Complete step-by-step answer:
First, we have the lens formula which gives us the relation between the focal length of the lens, distance of object from the centre of the lens and distance of image from the centre of the lens. Using this we will write the distance of the image formed in terms of the focal length and the distance of the object.
\[\begin{align}
  & \dfrac{1}{v}=\dfrac{1}{f}+\dfrac{1}{u} \\
 & \Rightarrow v={{\left( \dfrac{1}{f}+\dfrac{1}{u} \right)}^{-1}}=\dfrac{1}{\dfrac{1}{f}+\dfrac{1}{u}}=\dfrac{fu}{f+u} \\
\end{align}\]
As the object is placed on the left side of the mirror, its length will be negative.
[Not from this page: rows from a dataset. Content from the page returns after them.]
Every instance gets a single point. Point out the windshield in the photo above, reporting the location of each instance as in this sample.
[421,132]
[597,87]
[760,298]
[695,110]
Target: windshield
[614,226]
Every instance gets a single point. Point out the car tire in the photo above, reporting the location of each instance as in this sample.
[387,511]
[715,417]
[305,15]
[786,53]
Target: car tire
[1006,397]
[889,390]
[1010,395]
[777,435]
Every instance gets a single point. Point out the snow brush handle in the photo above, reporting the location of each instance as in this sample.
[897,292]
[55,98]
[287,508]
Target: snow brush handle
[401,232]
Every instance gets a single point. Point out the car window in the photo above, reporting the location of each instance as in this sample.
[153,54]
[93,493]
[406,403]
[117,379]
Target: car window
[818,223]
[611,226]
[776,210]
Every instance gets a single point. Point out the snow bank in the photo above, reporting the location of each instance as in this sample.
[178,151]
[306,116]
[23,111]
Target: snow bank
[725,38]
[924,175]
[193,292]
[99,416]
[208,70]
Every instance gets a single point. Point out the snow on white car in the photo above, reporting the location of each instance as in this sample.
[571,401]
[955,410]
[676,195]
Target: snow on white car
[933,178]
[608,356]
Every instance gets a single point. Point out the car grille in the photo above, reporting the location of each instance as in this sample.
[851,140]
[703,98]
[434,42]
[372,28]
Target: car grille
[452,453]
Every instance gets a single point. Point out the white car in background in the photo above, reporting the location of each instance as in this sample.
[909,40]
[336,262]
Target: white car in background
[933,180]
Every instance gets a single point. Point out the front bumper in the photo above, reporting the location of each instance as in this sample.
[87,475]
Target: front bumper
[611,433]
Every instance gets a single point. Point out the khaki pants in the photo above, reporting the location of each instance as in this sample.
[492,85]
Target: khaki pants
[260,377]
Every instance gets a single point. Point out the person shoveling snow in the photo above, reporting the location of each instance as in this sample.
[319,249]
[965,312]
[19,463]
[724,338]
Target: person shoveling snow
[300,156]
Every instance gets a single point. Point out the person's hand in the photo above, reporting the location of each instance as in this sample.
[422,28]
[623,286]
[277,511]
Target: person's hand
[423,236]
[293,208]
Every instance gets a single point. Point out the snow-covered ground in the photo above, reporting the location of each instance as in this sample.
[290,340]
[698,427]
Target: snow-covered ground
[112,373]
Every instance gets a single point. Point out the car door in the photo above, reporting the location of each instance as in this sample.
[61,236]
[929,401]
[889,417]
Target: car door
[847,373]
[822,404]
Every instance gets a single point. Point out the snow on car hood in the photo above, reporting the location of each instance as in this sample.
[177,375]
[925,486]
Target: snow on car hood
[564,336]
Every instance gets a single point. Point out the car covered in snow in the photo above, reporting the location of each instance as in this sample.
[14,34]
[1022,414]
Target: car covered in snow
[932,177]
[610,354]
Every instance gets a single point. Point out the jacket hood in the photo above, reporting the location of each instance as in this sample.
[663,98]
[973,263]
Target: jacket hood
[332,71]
And the focal length of the converging lens or the convex lens is positive. Hence, for $|u|>2F$, the term in the denominator will be a negative number greater than f in magnitude. And the ratio $\dfrac{u}{f+u}$will be less than 2. So, the value of v will be less than 2F and will be F when the object is at infinity. So, the image will be formed between F and 2F. Also, since the ratio of v and u is less than 1, the image will be diminished.

Hence, the correct options are A, i.e. Between F and 2F and D, i.e. Diminished.

Note: Alternatively, we can also find where the image will be formed for the two extreme values of the position of the object i.e. 2F and infinity. Using the results, we can deduce that the image will always be between them for the given condition as the formula for the distance of image is continuous.